Maluma: “Edgar Barrera is not just a musician — he’s a visionary. He understands different musical planes and makes them all sound so natural, as if each genre were a part of him. We have great empathy in the studio, but what truly defines us is brotherhood.”
Christian Nodal: “Aside from being like a brother to me, Edgar is a truly talented being who writes with his heart in his hand. He knows how to mix genres perfectly. Regional Mexican and norteño flow through his blood. I admire and respect him a lot. He’s devoted 24/7 to music. Be it for love of the art or love of business, he’s always thinking about music.”
Camilo: “Edgar and I have a deep connection because of the honest love that he has for songwriting. His devotion to melodies and lyrics that connect to the heart is the main reason that we have chemistry. That blend of honesty, of love and respect for the craft, is a treasure to me. He’s a great friend.”
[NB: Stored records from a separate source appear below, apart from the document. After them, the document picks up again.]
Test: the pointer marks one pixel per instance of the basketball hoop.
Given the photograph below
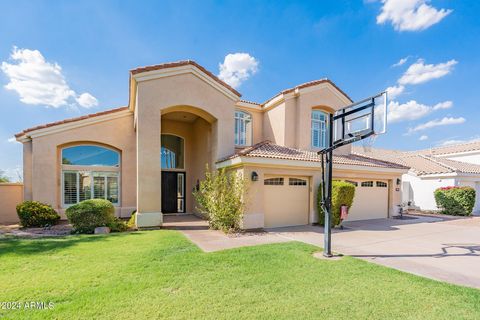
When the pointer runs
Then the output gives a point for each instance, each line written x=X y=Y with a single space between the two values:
x=361 y=121
x=368 y=143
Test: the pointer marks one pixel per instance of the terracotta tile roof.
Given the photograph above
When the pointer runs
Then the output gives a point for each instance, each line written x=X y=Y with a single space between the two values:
x=267 y=149
x=420 y=164
x=56 y=123
x=184 y=63
x=248 y=101
x=457 y=148
x=308 y=84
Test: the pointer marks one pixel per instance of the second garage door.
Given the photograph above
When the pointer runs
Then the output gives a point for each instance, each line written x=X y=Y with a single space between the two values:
x=286 y=201
x=371 y=200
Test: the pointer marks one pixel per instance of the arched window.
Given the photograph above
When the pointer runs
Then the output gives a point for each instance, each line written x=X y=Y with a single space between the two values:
x=319 y=129
x=172 y=154
x=90 y=172
x=243 y=128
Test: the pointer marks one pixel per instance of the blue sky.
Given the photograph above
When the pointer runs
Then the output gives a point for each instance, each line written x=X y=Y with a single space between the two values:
x=354 y=43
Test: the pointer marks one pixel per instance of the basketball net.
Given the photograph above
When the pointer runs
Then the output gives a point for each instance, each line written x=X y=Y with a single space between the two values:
x=368 y=143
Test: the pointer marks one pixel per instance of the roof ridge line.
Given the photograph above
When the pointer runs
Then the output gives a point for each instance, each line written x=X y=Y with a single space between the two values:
x=431 y=158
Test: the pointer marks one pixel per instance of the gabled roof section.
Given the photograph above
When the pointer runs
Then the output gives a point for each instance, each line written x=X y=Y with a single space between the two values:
x=181 y=64
x=70 y=120
x=267 y=149
x=306 y=85
x=420 y=164
x=452 y=149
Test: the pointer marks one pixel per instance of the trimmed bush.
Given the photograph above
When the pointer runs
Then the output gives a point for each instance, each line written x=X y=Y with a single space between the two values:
x=89 y=214
x=342 y=194
x=456 y=201
x=220 y=197
x=117 y=225
x=36 y=214
x=131 y=225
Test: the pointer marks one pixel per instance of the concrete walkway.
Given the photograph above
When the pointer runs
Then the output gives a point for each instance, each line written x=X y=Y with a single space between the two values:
x=211 y=240
x=442 y=249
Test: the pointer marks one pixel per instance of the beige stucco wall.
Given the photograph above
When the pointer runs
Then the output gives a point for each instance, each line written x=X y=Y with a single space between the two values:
x=394 y=190
x=197 y=139
x=254 y=210
x=11 y=194
x=182 y=92
x=288 y=122
x=46 y=161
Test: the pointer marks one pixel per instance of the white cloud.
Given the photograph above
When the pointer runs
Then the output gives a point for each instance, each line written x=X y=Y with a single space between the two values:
x=443 y=105
x=423 y=138
x=419 y=72
x=410 y=15
x=412 y=110
x=237 y=67
x=86 y=100
x=13 y=174
x=39 y=82
x=395 y=91
x=400 y=62
x=437 y=123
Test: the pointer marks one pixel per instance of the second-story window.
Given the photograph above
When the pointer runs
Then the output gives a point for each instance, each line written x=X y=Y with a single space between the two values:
x=243 y=128
x=319 y=129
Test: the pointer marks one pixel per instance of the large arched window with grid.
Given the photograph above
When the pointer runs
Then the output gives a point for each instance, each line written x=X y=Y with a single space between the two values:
x=90 y=172
x=319 y=129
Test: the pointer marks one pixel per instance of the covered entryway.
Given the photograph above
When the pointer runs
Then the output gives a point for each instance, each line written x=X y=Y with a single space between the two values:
x=371 y=200
x=286 y=201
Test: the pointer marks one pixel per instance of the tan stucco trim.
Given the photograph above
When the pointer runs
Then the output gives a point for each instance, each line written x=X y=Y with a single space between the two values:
x=298 y=91
x=248 y=105
x=72 y=125
x=189 y=68
x=286 y=163
x=326 y=109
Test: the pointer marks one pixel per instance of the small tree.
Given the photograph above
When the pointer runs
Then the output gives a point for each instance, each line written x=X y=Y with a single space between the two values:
x=457 y=201
x=220 y=197
x=342 y=195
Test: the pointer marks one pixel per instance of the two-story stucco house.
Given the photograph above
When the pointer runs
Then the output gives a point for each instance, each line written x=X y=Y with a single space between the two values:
x=150 y=155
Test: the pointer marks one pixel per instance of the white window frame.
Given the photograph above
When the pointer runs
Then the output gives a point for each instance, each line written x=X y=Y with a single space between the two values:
x=242 y=137
x=322 y=129
x=91 y=171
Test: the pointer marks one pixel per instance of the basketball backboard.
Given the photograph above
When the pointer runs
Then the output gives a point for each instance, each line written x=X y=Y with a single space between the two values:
x=360 y=120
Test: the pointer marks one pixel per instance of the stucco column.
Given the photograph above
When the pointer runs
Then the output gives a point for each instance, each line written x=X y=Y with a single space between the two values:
x=149 y=173
x=27 y=171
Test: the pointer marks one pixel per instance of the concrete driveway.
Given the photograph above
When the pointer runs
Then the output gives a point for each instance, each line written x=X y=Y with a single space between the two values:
x=442 y=249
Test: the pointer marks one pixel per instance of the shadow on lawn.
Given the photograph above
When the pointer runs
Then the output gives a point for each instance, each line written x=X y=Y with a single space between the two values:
x=25 y=246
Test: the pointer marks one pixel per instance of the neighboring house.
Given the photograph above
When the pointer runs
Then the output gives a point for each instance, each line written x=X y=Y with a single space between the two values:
x=150 y=155
x=457 y=165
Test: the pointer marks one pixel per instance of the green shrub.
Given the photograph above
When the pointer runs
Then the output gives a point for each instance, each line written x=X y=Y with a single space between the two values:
x=342 y=194
x=131 y=225
x=89 y=214
x=117 y=225
x=36 y=214
x=457 y=201
x=220 y=197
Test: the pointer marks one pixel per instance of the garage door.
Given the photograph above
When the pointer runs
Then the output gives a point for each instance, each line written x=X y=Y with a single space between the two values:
x=371 y=200
x=286 y=201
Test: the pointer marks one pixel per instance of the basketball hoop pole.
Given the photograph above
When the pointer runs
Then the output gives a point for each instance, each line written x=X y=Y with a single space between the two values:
x=327 y=239
x=327 y=155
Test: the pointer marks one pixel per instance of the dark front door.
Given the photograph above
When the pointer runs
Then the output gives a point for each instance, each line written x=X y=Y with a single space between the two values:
x=173 y=192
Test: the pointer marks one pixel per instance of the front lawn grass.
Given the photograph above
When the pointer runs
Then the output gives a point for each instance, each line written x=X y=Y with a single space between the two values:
x=161 y=274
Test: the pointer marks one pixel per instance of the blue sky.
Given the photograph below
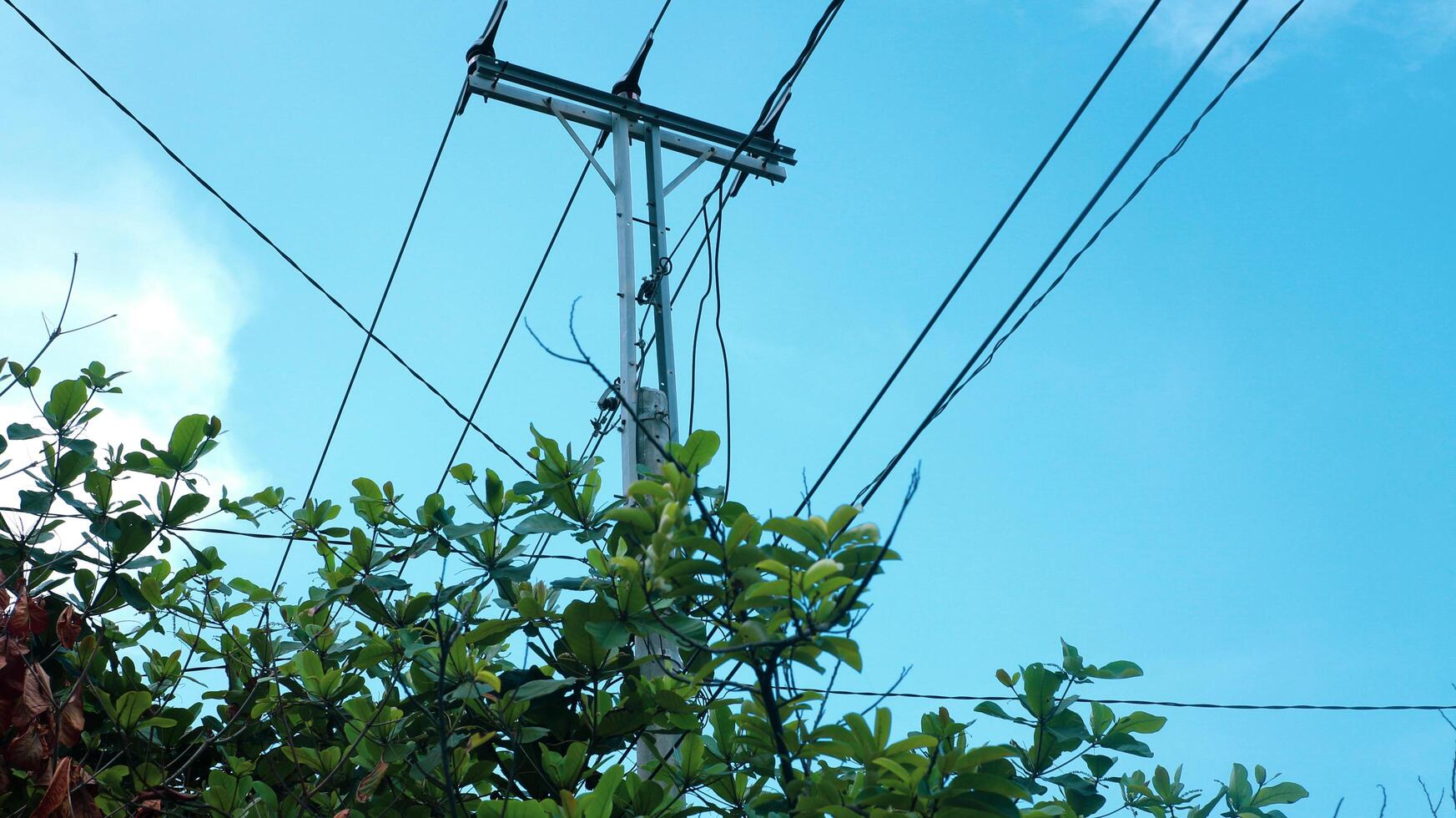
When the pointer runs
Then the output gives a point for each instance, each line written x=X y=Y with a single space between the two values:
x=1223 y=448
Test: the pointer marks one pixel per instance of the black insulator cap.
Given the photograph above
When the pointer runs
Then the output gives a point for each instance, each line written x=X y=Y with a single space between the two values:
x=631 y=83
x=485 y=44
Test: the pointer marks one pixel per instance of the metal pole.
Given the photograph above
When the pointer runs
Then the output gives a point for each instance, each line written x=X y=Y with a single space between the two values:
x=627 y=295
x=664 y=654
x=662 y=293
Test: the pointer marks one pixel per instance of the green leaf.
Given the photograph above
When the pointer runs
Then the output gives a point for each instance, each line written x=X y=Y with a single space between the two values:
x=187 y=436
x=543 y=524
x=698 y=452
x=68 y=399
x=541 y=687
x=130 y=708
x=1125 y=743
x=23 y=432
x=1139 y=722
x=1116 y=670
x=1286 y=792
x=185 y=507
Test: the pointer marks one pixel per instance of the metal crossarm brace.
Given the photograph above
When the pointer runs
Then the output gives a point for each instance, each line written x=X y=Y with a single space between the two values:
x=568 y=101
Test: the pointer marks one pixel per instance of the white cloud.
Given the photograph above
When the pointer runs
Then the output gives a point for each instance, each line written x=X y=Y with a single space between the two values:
x=1184 y=27
x=178 y=307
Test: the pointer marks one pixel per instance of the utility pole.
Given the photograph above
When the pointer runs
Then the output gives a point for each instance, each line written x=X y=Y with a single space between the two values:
x=625 y=119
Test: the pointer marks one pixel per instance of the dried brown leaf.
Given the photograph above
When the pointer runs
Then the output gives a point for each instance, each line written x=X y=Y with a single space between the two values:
x=73 y=718
x=68 y=628
x=370 y=782
x=57 y=800
x=31 y=750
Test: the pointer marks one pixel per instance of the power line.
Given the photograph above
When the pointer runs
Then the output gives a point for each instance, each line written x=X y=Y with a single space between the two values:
x=922 y=696
x=1107 y=182
x=379 y=311
x=980 y=252
x=258 y=232
x=1137 y=702
x=1137 y=189
x=516 y=319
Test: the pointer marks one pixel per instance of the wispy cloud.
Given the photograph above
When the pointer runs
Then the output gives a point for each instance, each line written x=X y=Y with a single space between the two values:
x=1182 y=27
x=178 y=307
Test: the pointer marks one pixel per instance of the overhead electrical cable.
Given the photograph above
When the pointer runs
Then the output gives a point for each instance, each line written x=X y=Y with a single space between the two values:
x=369 y=338
x=1137 y=189
x=259 y=233
x=868 y=492
x=980 y=252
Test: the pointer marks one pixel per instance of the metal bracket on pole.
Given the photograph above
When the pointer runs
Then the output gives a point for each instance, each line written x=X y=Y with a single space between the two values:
x=627 y=295
x=662 y=271
x=551 y=105
x=535 y=90
x=686 y=172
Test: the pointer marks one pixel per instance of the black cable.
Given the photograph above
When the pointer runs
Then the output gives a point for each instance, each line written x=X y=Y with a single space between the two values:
x=868 y=492
x=379 y=311
x=715 y=270
x=258 y=232
x=1156 y=166
x=516 y=321
x=1143 y=702
x=980 y=252
x=698 y=325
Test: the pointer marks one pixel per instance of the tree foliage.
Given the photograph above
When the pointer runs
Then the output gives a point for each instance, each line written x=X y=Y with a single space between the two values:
x=142 y=674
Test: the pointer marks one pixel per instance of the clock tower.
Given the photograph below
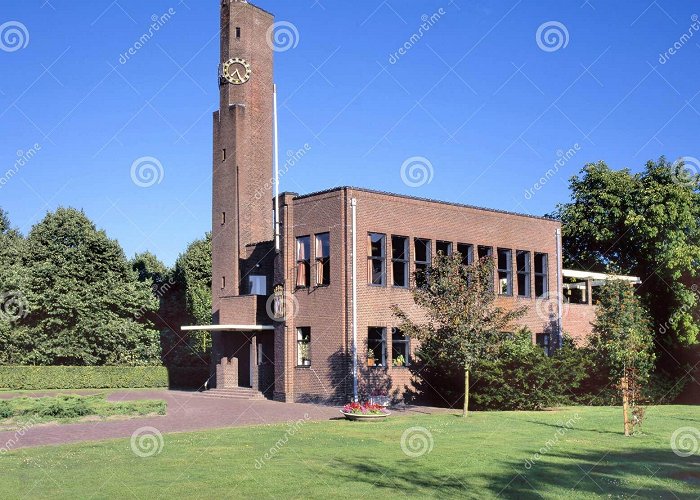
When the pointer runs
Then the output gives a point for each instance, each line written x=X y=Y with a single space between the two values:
x=243 y=146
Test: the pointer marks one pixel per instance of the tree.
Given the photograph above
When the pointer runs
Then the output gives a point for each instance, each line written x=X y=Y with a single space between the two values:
x=86 y=304
x=645 y=224
x=464 y=323
x=623 y=340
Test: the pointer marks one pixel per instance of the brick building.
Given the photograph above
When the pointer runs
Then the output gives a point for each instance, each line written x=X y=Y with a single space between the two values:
x=290 y=307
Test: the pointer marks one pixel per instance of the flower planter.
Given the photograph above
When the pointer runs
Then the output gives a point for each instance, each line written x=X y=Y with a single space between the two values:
x=365 y=417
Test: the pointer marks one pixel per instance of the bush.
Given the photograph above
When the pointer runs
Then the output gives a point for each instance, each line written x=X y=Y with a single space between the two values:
x=34 y=378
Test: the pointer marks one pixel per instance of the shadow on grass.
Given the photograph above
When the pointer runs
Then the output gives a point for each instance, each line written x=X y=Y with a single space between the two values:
x=639 y=472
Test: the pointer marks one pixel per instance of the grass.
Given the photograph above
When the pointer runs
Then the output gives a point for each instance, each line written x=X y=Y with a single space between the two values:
x=583 y=455
x=26 y=411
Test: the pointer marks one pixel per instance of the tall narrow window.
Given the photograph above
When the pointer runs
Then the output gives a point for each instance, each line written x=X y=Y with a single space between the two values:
x=523 y=264
x=303 y=262
x=467 y=253
x=505 y=272
x=399 y=348
x=399 y=261
x=377 y=259
x=376 y=346
x=323 y=259
x=443 y=247
x=303 y=346
x=541 y=281
x=423 y=253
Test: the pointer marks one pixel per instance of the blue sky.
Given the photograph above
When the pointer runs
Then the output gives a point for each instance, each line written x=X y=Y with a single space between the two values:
x=486 y=108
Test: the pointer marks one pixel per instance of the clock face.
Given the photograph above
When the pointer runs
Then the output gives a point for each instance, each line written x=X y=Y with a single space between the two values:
x=236 y=71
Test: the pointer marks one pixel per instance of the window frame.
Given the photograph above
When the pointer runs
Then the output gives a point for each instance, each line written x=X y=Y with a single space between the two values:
x=322 y=263
x=526 y=273
x=381 y=344
x=543 y=275
x=301 y=331
x=306 y=262
x=405 y=261
x=508 y=271
x=371 y=259
x=406 y=342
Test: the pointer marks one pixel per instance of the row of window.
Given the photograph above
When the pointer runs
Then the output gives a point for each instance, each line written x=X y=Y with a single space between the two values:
x=376 y=347
x=400 y=259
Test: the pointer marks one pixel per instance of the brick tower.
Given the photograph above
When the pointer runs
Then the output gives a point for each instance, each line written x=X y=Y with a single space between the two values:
x=243 y=147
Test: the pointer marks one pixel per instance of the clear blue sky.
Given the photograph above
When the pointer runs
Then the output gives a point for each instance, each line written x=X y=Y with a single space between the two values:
x=476 y=95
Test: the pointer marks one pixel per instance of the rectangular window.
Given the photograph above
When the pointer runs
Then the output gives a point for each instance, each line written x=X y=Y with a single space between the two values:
x=467 y=253
x=541 y=281
x=323 y=259
x=400 y=345
x=399 y=261
x=423 y=253
x=505 y=272
x=523 y=264
x=303 y=262
x=376 y=346
x=377 y=259
x=304 y=346
x=443 y=247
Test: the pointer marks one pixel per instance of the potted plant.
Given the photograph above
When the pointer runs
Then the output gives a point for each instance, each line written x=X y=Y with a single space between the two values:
x=364 y=411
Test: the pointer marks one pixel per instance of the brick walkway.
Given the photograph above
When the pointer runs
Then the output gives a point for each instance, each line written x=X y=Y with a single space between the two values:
x=187 y=411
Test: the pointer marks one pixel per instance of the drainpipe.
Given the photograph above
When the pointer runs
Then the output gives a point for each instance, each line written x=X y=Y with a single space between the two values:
x=353 y=205
x=560 y=296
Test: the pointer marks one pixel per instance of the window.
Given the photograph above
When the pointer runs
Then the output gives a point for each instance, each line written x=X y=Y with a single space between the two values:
x=505 y=272
x=303 y=262
x=377 y=259
x=423 y=253
x=523 y=264
x=323 y=259
x=399 y=348
x=541 y=285
x=467 y=253
x=376 y=346
x=399 y=261
x=444 y=247
x=304 y=346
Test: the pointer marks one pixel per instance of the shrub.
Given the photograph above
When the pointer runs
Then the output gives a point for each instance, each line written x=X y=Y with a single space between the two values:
x=81 y=377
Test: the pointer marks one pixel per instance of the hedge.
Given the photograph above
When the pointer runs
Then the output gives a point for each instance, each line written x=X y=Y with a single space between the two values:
x=81 y=377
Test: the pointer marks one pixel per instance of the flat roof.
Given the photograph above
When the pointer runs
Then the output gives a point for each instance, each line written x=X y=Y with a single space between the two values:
x=416 y=198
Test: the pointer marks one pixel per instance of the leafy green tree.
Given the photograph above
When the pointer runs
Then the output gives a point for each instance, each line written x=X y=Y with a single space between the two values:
x=464 y=324
x=623 y=339
x=86 y=304
x=646 y=224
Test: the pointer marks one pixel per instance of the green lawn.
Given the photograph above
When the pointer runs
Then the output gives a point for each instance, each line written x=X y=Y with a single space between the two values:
x=481 y=457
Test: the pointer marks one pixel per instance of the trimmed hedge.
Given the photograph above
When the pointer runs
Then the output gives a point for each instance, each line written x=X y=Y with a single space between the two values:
x=81 y=377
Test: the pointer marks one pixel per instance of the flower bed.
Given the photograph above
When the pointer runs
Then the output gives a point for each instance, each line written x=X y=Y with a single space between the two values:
x=364 y=411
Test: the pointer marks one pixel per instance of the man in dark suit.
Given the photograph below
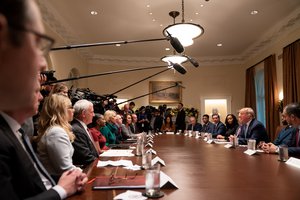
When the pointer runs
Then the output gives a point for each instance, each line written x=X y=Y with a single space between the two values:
x=194 y=126
x=291 y=114
x=180 y=118
x=251 y=128
x=84 y=148
x=219 y=127
x=22 y=45
x=207 y=126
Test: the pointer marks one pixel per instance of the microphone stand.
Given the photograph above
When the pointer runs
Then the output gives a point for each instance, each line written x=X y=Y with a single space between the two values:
x=176 y=85
x=102 y=74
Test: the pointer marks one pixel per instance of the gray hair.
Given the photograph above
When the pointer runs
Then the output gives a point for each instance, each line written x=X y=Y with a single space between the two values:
x=292 y=109
x=81 y=106
x=248 y=111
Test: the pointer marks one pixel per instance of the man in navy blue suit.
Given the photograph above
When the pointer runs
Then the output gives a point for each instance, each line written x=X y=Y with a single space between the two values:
x=194 y=126
x=292 y=115
x=207 y=126
x=219 y=127
x=250 y=127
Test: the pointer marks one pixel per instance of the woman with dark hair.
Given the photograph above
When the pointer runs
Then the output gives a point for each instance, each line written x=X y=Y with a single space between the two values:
x=168 y=126
x=232 y=124
x=94 y=128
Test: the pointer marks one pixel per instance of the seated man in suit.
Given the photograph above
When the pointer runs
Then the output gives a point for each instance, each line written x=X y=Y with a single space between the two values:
x=250 y=127
x=22 y=45
x=219 y=127
x=207 y=126
x=291 y=136
x=84 y=149
x=194 y=126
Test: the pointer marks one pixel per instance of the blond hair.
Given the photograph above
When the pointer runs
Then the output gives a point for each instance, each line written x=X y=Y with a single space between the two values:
x=108 y=115
x=55 y=113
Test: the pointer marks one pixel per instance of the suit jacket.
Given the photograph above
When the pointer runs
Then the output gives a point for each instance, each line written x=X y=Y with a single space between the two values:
x=256 y=130
x=18 y=177
x=208 y=128
x=84 y=150
x=293 y=149
x=197 y=127
x=285 y=136
x=219 y=129
x=180 y=120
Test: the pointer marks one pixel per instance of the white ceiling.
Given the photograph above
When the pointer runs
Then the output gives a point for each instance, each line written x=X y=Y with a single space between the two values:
x=225 y=21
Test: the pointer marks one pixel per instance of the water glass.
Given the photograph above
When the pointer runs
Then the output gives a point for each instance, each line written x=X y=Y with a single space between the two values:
x=153 y=181
x=251 y=144
x=283 y=154
x=146 y=160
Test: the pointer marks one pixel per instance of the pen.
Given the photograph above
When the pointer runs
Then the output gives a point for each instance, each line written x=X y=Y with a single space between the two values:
x=92 y=180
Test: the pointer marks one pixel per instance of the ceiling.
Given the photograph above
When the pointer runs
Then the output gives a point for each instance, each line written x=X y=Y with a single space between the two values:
x=228 y=22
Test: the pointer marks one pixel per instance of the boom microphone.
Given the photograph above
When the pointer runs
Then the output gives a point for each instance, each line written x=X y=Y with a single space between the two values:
x=179 y=68
x=193 y=61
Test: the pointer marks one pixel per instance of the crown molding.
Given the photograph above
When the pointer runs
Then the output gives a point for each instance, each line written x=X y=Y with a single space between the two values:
x=57 y=24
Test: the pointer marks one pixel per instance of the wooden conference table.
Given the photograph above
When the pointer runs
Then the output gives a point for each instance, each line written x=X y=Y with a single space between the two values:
x=210 y=172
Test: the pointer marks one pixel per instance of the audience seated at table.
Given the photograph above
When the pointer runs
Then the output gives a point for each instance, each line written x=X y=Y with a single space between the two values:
x=85 y=151
x=289 y=136
x=122 y=130
x=94 y=128
x=250 y=127
x=207 y=126
x=232 y=124
x=55 y=135
x=219 y=128
x=168 y=125
x=110 y=136
x=194 y=125
x=134 y=126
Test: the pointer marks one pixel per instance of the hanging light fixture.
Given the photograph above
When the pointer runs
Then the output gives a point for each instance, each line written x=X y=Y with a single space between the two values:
x=174 y=58
x=185 y=32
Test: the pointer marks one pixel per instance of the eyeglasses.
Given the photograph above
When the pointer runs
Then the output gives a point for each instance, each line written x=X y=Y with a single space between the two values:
x=45 y=44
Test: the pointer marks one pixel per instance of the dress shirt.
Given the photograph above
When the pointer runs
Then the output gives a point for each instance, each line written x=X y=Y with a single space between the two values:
x=15 y=126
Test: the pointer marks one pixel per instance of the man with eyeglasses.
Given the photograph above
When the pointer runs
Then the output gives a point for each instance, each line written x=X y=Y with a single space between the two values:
x=22 y=47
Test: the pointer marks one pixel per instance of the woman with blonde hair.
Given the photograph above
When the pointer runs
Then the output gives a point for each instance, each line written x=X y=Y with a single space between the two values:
x=60 y=88
x=55 y=135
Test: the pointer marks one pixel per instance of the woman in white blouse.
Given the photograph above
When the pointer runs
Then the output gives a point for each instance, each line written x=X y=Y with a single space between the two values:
x=55 y=135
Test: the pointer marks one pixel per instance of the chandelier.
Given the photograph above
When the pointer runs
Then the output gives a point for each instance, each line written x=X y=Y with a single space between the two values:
x=185 y=32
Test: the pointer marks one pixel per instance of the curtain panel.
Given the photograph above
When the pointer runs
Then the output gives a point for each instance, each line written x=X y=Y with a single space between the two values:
x=271 y=96
x=291 y=71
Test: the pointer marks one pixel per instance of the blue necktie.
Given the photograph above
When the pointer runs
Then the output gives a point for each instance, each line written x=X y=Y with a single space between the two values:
x=29 y=149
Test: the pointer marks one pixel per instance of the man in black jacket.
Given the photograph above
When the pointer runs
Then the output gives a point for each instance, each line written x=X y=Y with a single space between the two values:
x=22 y=46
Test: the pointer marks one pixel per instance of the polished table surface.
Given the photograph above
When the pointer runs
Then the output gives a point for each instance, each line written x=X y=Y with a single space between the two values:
x=210 y=171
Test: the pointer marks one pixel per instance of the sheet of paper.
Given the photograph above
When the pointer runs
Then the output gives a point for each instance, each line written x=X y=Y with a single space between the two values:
x=293 y=162
x=149 y=145
x=158 y=160
x=134 y=167
x=126 y=163
x=228 y=146
x=117 y=153
x=170 y=133
x=165 y=180
x=130 y=195
x=152 y=151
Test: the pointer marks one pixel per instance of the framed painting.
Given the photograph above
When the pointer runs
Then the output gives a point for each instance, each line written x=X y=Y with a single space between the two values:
x=164 y=96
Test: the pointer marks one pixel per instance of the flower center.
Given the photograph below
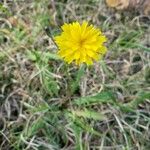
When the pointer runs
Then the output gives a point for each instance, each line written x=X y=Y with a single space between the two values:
x=81 y=42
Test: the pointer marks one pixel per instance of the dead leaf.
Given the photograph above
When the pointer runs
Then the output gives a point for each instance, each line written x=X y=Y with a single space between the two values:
x=118 y=4
x=141 y=5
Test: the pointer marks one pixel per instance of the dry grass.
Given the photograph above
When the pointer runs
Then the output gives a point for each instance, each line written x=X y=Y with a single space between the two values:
x=45 y=105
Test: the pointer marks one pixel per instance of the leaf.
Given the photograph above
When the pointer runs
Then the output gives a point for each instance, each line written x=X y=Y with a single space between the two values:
x=140 y=5
x=88 y=114
x=118 y=4
x=102 y=97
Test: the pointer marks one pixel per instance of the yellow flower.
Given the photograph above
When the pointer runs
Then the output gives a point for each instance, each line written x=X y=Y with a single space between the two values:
x=82 y=43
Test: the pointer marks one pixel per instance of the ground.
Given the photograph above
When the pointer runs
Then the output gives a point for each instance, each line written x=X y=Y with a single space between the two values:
x=46 y=104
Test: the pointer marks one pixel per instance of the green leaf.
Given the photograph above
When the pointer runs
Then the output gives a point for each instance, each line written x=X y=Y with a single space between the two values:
x=88 y=114
x=103 y=97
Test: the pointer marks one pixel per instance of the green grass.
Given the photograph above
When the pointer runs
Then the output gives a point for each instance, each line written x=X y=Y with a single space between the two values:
x=47 y=105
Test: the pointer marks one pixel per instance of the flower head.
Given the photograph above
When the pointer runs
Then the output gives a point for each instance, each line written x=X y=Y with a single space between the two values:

Mau y Ricky Montaner: “Edgar is a secret weapon. He filters your ideas and maximizes them. He’s a key element in the studio but also in life. A great guy.”
Andrés Castro: “Edgar is a combination of humility, talent, responsibility, dedication and intelligence when it comes to business. There’s not many of those. When he arrived at my studio at 19 years old, he came to learn, but he also taught me many things. Aside from his friendship, he’s one of the people I most admire in the industry.”